1. An inducible base editing system comprising a base editor in combination with rapamycin; the base editor comprises a deaminase;
the deaminase can be split based on any amino acid site; the rapamycin is combined with deaminase through the split amino acid site and induced to complete base editing.
2. The inducible base editing system of claim 1 wherein the FRB and FKBP of rapamycin are each coupled to a cleavage of a nonstructural loop of a deaminase amino acid cleavage site.
3. The inducible base editing system of claim 2 wherein the FRB and FKBP are fused to the N-and C-termini, respectively, of the deaminase amino acid cleavage site and dimerize to form a heterodimer, completing the assembly of the base editor.
4. The inducible base editing system of claim 1 wherein the deaminase split site is amino acid 44, 85, 118 or 147.
5. The inducible base editing system of claim 4 wherein the deaminase cleavage site is amino acid 85.
6. The inducible base editing system of any one of claims 1 to 5 wherein the deaminase is a cytosine deaminase.

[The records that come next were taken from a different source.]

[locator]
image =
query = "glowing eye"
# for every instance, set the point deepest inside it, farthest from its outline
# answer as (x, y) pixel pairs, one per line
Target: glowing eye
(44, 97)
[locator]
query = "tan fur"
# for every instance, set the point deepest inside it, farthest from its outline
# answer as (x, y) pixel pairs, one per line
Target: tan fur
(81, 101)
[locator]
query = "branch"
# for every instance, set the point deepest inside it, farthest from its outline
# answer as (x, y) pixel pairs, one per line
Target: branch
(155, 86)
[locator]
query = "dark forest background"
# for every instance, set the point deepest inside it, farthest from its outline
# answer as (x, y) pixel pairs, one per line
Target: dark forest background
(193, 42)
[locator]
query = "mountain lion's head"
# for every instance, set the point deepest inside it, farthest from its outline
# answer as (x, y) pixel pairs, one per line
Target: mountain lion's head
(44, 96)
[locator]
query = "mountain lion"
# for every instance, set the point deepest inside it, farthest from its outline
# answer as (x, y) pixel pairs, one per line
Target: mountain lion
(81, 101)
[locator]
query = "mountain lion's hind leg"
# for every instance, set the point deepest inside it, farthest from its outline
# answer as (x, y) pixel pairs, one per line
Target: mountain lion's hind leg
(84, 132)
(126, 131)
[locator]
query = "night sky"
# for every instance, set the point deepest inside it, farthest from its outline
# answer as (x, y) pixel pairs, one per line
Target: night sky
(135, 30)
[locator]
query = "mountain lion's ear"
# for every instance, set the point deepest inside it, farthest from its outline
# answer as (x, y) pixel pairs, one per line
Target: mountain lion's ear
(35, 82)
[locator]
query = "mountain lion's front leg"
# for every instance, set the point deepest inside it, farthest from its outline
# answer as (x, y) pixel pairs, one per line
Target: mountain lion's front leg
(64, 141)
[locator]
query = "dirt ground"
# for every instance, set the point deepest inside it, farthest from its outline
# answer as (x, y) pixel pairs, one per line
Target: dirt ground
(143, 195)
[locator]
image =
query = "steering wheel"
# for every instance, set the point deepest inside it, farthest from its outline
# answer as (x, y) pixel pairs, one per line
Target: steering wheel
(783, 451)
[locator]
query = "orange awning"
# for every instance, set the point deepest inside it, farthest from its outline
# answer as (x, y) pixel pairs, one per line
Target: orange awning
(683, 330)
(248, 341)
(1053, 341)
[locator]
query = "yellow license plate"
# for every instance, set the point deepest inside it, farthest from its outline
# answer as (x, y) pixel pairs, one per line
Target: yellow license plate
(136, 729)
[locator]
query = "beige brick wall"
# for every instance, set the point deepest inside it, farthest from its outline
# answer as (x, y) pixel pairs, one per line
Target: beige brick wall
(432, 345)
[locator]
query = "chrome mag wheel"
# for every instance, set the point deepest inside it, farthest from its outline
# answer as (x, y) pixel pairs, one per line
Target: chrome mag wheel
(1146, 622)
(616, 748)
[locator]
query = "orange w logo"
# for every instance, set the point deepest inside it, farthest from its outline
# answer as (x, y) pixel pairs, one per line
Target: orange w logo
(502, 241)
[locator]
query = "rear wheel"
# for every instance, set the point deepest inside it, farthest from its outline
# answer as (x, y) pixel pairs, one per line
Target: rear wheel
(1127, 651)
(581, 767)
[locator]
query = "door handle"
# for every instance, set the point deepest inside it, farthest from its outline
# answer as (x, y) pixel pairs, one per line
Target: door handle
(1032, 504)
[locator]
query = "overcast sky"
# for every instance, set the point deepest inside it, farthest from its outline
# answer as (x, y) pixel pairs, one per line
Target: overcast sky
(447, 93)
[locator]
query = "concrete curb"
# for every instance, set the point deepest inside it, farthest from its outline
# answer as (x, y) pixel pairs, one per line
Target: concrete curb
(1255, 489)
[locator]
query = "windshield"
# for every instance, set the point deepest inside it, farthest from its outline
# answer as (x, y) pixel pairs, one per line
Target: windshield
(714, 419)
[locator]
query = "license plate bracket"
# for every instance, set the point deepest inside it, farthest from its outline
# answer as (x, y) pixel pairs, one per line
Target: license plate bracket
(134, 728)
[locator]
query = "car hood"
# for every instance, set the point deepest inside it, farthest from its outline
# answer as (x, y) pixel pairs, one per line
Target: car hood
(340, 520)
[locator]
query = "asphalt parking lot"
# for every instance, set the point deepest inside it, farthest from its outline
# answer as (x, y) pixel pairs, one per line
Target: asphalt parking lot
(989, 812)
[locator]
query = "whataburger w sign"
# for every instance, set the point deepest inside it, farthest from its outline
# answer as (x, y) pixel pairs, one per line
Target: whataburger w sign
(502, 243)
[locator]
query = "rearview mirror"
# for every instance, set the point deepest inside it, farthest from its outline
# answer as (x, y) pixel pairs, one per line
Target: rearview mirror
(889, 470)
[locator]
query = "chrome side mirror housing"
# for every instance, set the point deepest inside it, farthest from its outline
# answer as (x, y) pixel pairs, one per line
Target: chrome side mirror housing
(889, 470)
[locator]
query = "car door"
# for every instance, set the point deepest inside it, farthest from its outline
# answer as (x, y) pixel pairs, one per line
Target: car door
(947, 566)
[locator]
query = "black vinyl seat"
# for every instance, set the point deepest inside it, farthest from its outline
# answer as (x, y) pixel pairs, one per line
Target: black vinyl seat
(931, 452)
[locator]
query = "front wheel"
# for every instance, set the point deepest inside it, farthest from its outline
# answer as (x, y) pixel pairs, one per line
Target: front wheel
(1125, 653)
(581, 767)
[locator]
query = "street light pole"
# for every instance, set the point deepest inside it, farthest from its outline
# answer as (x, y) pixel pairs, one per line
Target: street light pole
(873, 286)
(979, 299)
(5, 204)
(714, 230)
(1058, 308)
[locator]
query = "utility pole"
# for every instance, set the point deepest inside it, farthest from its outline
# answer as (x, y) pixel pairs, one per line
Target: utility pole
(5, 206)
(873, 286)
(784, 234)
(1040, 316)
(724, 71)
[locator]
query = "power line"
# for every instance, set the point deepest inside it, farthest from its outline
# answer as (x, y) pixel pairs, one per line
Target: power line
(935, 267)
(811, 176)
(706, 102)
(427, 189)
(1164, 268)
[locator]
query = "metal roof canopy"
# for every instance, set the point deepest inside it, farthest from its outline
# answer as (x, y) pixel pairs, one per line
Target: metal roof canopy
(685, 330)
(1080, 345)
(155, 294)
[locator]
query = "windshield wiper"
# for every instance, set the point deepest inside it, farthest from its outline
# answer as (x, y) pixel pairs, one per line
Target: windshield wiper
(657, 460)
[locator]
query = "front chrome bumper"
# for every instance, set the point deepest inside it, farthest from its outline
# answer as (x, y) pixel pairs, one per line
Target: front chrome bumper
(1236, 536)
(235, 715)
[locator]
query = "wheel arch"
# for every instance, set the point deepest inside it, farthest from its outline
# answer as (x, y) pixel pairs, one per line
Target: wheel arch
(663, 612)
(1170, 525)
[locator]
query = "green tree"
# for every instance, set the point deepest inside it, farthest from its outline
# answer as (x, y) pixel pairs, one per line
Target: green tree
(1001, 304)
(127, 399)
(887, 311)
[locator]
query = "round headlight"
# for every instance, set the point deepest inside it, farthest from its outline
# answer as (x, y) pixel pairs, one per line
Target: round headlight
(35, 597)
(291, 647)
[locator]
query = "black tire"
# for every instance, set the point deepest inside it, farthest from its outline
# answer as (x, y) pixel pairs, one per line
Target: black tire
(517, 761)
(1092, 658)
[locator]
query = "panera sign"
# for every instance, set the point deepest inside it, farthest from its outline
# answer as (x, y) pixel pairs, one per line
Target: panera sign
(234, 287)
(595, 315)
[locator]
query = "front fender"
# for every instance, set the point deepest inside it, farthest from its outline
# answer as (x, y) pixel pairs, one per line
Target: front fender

7. The inducible base editing system of claim 6 wherein the cytosine deaminase is an APOBEC3A cytosine deaminase or APOBEC1 cytosine deaminase.
8. The inducible base editing system of claim 1, wherein the concentration of rapamycin is between 0.01 and 200 nM.
9. Use of the inducible base editing system of any one of claims 1 to 8 in gene editing.
10. A kit for gene editing comprising the inducible base editing system of any one of claims 1 to 9.